Los militares españoles desplazados a una zona de guerra no mueren en combate, porque ellos no combaten. Obedecen y se sacrifican por la causa de la doctrina oficial instalada en el poder. Se dejan matar si es preciso, pero ellos no disparan contra nuestros aliados de otras civilizaciones. Tampoco se defienden ni repelen el ataque. Hacen como el resto de los ciudadanos, como los civiles. Como la ciudadanía.
 
Todo esto escuchamos a diario desde los altavoces y portavoces del socialismo de todos los partidos, medios de comunicación, escuelas, universidades, organismos públicos y privados y opinión pública en general, que funciona como socialismo realmente existente todavía en España. Lo portentoso es que este discurso se sostenga sin recato, con absoluta desfachatez, dentro del propio ámbito castrense en hora luctuosa, afrentando y deshonrando en sus propias narices a los profesionales de las armas. Lo tremendo es que un ministro de Defensa, pizpireto y danzarín, emule las charradas de Gila en los cuartos de banderas y en las mismas instalaciones militares, tan campante y tan seguro de tener a la cúpula bajo control, esperando que le rían las gracias, según exigen el rango y la disciplina.
 
Vuelve el Yak y su estela, pero no es lo mismo. En la ceremonia de homenaje y recibimiento de las víctimas del accidente en Turquía celebrada hace dos veranos en la base aérea de Torrejón se gritó impunemente, indecentemente, el lema de moda entonces “No a la guerra”. Ahora no. Porque ya no hay guerra que valga la pena. Muerto el perro, se acabó la rabia y la crispación.
 
Este verano, no obstante, ha vuelto la tragedia al escenario español. Incendios con víctimas mortales y sabor a chapapote, reactivación del terrorismo callejero en el País Vasco con olor a negociación con ETA, muerte violenta en instalaciones de la Guardia Civil que evoca otras épocas poco beneméritas, militares caídos en un frente de guerra que se quiere ignorar o negar a toda costa. Demasiados cadáveres sobre la mesa en tan poco tiempo, pues. No extraña que merodeen los espectros, planeando a baja altura sobre un espacio de ruina. La sombra de la mala conciencia, como la de la culpa y el ciprés, es alargada. Ni anunciadas subidas de sueldo y estudiados espectáculos, ni pan y circo, son capaces de dominarla.

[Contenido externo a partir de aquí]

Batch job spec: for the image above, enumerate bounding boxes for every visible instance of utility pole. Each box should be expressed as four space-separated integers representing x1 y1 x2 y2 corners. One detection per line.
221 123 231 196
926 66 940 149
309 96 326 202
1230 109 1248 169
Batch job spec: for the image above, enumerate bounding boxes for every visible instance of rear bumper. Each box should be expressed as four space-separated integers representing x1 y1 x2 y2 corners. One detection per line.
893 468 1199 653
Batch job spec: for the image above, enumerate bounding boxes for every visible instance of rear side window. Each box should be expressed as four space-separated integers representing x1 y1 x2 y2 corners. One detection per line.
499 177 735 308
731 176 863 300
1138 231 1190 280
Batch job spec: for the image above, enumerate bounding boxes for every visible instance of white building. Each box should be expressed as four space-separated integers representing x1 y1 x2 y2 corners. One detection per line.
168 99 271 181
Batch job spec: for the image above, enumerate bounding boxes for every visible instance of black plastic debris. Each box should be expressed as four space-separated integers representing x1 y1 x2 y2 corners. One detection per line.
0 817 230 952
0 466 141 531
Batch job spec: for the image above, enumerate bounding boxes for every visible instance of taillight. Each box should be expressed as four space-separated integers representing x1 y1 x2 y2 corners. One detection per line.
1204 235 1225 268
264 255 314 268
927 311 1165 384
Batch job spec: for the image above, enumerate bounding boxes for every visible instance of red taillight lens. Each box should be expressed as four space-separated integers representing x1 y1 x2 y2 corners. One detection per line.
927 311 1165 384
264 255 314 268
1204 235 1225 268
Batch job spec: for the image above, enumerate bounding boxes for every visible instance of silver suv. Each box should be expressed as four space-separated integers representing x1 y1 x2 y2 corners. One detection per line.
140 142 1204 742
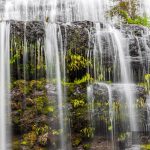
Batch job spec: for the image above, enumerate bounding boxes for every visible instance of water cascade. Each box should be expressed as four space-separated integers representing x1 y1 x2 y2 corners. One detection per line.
0 22 11 150
0 0 150 150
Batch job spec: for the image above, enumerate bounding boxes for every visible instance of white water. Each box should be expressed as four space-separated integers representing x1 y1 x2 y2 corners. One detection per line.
111 29 138 131
0 0 111 22
0 22 11 150
45 23 71 150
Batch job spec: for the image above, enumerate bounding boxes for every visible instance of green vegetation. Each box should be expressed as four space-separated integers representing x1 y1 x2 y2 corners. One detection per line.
108 0 150 27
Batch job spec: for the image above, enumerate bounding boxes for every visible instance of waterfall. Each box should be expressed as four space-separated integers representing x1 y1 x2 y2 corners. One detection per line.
45 23 71 150
0 0 111 22
0 0 150 150
0 22 11 150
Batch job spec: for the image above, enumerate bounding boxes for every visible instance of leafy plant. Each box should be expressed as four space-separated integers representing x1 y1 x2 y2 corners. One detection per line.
80 127 94 138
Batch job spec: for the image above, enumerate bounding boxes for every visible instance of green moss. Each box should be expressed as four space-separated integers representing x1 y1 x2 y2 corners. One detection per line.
83 143 91 150
141 144 150 150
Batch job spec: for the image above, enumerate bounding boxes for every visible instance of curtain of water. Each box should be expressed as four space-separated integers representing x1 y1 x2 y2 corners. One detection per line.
45 23 71 150
0 22 11 150
0 0 110 22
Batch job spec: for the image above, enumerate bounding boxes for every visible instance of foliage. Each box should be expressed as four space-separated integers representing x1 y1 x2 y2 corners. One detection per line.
108 0 150 27
80 127 94 138
74 73 93 84
141 144 150 150
83 143 91 150
66 50 91 71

Los vivos pueden someterse y ser acallados, pero los fantasmas no descansan.
 
En este escenario de tragedia, me parece escuchar las palabras amargas de Macbeth: “¿Pueden caer tales prodigios sobre nuestras cabezas, como nube de verano sin provocar la estupefacción? Me hacéis dudar de mi propio valor cuando veo que podéis contemplar semejantes espectáculos y conservar el carmín natural de vuestras mejillas, mientras las mías emblanquecen de miedo?” El personaje principal del drama, golpeado en la conciencia y temeroso de que algún día se sepa toda la verdad, preside la mesa en la que desea que todo sean sonrisas, alegría y optimismo, pero la irrupción de los espectros le amargan la fiesta. Sus demonios interiores, sus actos fallidos, sus frases delirantes, sus respuestas sin que nadie le pregunte, así como sus silencios melancólicos, le delatan.
 
No, la muerte no es el final. Suele ser el principio de una pesadilla que no deja dormir al príncipe ni descansar al pueblo.